You Gotta Keep An Eye On Your Sex Life

When you think about living together, you probably assume you’re going to be having sex constantly. I mean, you sleep in the same bed. But the thing about literally any step you take to further a relationship is you stop having as much sex as you would if you were still late night booty calling each other and pretending it’s “casual.” This weird thing happens where because you have to see each other literally every day, you just start getting bored. It’s like having unlimited snacks at work: you just stop wanting to eat them (or so I am told by people with self-control). If you plan vacations and day trips, you’ll keep the excitement alive and have something to look forward to.

You’re Going To Stop Going Out As Much

Why would you go out to eat or drink when you have a full bar at home and you can do it in your pajamas? Living together means you’re going to both stay in more nights, and going out is going to feel like an event. It used to be convenient to meet up out and then go back to one of your places, but now you won’t see the point of running the race when you’re starting at the finish line. If you want to keep the sparks alive, just make plans to hang out with people other than him more so you have something to look forward to when you come home.

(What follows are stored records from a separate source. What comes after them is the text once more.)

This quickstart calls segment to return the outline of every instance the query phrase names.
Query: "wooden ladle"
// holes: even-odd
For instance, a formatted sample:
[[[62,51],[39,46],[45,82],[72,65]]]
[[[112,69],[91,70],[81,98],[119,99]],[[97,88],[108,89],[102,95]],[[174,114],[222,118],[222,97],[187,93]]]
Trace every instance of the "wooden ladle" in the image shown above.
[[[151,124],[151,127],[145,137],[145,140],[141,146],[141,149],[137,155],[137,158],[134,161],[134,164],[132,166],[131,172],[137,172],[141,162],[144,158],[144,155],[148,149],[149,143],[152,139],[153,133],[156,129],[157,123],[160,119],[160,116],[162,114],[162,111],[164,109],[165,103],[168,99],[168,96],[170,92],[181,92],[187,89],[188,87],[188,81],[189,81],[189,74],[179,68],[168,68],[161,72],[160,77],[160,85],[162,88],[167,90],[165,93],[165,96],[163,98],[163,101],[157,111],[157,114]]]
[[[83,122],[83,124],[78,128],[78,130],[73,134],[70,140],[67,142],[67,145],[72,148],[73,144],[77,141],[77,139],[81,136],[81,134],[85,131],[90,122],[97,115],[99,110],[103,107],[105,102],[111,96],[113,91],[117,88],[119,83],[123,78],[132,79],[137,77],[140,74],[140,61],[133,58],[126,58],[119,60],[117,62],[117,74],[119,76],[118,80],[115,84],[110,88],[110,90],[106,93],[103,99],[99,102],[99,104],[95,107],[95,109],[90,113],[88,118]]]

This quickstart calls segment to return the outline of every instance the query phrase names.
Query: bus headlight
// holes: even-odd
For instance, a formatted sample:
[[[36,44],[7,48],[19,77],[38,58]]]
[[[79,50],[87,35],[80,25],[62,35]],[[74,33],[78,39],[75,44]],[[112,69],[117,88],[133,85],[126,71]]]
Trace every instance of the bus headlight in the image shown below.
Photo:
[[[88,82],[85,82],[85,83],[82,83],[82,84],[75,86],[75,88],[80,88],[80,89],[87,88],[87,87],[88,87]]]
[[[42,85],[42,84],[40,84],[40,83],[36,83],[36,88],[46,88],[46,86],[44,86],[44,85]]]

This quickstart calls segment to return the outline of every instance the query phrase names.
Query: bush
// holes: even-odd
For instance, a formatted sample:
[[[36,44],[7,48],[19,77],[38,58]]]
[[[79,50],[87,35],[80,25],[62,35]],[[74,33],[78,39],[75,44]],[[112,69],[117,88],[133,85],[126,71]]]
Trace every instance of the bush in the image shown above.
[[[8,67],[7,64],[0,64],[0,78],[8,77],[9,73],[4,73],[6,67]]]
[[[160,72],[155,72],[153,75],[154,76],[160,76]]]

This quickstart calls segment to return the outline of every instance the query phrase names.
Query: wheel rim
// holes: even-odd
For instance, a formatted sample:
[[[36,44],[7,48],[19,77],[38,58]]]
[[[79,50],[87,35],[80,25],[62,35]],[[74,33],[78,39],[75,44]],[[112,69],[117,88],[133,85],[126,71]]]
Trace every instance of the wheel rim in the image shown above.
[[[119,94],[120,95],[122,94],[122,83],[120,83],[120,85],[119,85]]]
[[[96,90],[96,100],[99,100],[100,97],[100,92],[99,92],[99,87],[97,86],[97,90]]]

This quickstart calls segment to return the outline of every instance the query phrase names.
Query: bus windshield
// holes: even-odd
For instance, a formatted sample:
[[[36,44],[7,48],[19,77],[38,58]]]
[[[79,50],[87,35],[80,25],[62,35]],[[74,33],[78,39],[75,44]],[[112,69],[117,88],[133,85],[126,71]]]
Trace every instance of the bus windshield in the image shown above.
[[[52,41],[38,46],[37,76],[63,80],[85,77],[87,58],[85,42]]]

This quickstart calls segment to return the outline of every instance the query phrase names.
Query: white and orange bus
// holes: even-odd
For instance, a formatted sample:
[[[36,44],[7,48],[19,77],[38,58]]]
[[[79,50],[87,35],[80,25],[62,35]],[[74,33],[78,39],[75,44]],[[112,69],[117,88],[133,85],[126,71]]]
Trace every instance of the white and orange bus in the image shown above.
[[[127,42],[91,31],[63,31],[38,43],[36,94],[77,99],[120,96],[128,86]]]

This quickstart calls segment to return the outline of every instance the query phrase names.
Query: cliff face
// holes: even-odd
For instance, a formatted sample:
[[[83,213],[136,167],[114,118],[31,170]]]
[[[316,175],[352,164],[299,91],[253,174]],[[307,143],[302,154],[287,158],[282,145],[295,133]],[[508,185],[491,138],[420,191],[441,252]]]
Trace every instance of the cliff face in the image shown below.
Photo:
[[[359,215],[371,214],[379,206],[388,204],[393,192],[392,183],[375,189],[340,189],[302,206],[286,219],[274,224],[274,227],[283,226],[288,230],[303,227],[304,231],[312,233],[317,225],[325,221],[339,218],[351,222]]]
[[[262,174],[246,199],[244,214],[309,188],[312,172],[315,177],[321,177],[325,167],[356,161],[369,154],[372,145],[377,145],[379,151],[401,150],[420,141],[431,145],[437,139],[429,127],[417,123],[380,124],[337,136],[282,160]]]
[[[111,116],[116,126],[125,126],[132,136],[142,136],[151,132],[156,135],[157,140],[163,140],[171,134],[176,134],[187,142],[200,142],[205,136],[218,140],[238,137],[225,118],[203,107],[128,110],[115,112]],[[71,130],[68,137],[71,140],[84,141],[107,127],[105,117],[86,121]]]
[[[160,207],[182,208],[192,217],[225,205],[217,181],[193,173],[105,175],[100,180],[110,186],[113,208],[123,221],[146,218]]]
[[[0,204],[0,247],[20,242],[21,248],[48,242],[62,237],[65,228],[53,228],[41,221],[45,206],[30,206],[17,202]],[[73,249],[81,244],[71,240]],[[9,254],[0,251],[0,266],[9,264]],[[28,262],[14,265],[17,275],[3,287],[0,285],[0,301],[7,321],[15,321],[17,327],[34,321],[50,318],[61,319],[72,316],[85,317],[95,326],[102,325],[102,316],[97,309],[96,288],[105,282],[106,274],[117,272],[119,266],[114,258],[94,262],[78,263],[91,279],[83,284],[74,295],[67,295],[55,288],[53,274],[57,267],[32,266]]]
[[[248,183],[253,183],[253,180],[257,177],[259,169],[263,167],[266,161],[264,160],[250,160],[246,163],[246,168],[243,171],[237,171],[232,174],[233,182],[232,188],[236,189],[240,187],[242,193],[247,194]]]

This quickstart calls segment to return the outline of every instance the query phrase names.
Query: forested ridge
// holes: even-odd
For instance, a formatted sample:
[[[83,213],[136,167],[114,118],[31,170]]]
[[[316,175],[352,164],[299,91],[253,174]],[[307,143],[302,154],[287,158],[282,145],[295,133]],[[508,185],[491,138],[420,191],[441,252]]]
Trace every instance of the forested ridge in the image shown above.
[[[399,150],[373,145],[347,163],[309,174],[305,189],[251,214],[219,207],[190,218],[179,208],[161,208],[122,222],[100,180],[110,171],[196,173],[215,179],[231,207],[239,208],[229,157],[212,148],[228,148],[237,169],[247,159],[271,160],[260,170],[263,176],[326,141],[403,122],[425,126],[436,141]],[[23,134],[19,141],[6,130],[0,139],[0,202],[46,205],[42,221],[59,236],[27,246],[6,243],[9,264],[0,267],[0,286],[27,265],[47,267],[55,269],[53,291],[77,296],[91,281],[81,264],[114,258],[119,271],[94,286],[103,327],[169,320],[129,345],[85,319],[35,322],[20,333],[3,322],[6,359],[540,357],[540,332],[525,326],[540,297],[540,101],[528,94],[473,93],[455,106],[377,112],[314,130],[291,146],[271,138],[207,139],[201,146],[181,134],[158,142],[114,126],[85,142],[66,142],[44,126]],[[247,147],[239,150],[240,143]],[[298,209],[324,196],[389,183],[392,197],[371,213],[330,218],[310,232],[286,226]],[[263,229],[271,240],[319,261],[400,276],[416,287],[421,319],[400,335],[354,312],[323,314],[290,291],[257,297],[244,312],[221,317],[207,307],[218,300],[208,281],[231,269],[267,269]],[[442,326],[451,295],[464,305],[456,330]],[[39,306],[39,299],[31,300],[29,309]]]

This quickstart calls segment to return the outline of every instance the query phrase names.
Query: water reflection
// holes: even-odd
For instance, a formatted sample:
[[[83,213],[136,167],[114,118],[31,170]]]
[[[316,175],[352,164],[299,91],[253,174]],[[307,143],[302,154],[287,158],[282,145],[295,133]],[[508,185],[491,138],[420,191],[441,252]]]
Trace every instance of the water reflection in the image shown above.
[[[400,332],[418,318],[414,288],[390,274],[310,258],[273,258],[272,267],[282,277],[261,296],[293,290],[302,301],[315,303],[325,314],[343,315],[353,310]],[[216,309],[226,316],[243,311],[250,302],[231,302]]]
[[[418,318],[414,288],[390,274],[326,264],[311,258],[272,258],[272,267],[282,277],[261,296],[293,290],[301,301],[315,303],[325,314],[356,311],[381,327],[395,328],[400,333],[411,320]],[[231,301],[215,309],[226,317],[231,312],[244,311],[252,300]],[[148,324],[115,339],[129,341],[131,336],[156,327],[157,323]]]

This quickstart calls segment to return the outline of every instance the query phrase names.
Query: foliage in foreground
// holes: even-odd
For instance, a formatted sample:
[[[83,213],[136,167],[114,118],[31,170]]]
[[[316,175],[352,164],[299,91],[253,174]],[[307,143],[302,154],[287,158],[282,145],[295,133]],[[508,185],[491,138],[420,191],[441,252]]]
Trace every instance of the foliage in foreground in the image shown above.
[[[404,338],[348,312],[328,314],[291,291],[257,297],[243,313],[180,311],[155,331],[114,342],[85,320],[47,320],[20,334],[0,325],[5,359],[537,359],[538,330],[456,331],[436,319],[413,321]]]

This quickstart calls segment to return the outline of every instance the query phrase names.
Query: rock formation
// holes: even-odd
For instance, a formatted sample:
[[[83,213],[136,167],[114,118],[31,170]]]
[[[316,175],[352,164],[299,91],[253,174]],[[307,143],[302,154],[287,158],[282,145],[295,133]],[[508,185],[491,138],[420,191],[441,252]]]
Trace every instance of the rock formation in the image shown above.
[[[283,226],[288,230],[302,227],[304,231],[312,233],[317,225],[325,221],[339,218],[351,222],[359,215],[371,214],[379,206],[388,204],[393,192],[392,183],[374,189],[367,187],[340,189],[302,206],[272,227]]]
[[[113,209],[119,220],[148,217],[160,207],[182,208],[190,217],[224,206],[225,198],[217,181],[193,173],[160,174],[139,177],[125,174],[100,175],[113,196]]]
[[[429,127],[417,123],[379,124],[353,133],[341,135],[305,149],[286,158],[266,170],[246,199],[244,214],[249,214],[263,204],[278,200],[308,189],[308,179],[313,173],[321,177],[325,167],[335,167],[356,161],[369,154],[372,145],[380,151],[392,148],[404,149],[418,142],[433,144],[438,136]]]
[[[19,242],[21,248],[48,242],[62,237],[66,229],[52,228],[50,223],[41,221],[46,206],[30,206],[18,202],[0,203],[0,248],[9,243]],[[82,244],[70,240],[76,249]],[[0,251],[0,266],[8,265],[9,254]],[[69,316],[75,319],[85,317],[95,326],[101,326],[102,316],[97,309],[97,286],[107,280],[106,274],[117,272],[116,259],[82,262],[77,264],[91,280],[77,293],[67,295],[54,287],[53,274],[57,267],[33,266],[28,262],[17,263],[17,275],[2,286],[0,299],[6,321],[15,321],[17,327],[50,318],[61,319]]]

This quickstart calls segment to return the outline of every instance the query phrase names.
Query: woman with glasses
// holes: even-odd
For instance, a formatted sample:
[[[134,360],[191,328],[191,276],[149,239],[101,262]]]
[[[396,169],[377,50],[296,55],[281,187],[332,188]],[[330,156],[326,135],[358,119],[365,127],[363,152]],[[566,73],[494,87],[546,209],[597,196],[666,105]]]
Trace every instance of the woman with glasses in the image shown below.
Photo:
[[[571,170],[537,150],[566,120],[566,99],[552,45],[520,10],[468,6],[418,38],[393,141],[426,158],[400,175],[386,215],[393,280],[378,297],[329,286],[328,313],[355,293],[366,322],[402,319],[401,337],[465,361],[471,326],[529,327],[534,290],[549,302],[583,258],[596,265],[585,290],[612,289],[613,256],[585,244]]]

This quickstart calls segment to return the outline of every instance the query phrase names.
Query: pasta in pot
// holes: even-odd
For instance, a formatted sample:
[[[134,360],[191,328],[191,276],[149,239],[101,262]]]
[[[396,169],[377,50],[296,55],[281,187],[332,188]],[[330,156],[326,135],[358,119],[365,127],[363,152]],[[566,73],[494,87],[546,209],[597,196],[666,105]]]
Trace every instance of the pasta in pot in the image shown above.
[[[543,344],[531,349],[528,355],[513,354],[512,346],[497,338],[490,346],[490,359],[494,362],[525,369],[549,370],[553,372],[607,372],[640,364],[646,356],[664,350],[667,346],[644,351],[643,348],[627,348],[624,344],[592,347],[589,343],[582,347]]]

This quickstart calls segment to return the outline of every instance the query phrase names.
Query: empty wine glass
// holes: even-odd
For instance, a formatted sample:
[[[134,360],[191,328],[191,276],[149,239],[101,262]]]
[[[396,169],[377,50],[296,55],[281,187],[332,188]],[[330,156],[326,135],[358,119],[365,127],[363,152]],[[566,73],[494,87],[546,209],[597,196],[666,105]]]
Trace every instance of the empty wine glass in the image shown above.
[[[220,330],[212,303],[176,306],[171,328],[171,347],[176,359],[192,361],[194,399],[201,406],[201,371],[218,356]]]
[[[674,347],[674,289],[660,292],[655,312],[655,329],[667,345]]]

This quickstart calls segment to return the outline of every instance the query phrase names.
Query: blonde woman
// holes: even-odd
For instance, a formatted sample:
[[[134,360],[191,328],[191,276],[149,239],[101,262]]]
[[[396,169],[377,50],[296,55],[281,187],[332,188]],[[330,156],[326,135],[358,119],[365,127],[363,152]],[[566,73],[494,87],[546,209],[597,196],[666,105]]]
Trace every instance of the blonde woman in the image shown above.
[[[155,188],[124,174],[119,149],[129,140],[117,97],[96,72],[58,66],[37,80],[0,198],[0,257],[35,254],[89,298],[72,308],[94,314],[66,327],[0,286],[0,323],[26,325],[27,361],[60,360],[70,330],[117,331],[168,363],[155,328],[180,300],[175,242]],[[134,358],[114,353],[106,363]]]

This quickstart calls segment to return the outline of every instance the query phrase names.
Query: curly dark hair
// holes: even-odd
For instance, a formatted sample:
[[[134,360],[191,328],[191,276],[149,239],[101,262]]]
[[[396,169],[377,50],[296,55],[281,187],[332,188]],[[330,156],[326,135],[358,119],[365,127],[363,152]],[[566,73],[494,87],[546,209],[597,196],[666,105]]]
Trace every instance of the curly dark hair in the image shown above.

You’re Going To Freak Out About The Next Step

Once you move in together, everyone and your mother (especially your mother) is going to expect you to get married. You may even expect you to get married. Because you’ve knocked out one of major milestones of your relationship, even if you both know you want to wait for marriage, it’s going to be the next big thing for you to hit. It’s like going on a road trip you know is going to last for a while—you’re still going to keep checking how far you have left to go. So if you’re not ready to consider the idea of marriage, then don’t move in together. You’ll also be going to more weddings as each other’s plus one because you can’t not take each other when you literally live together.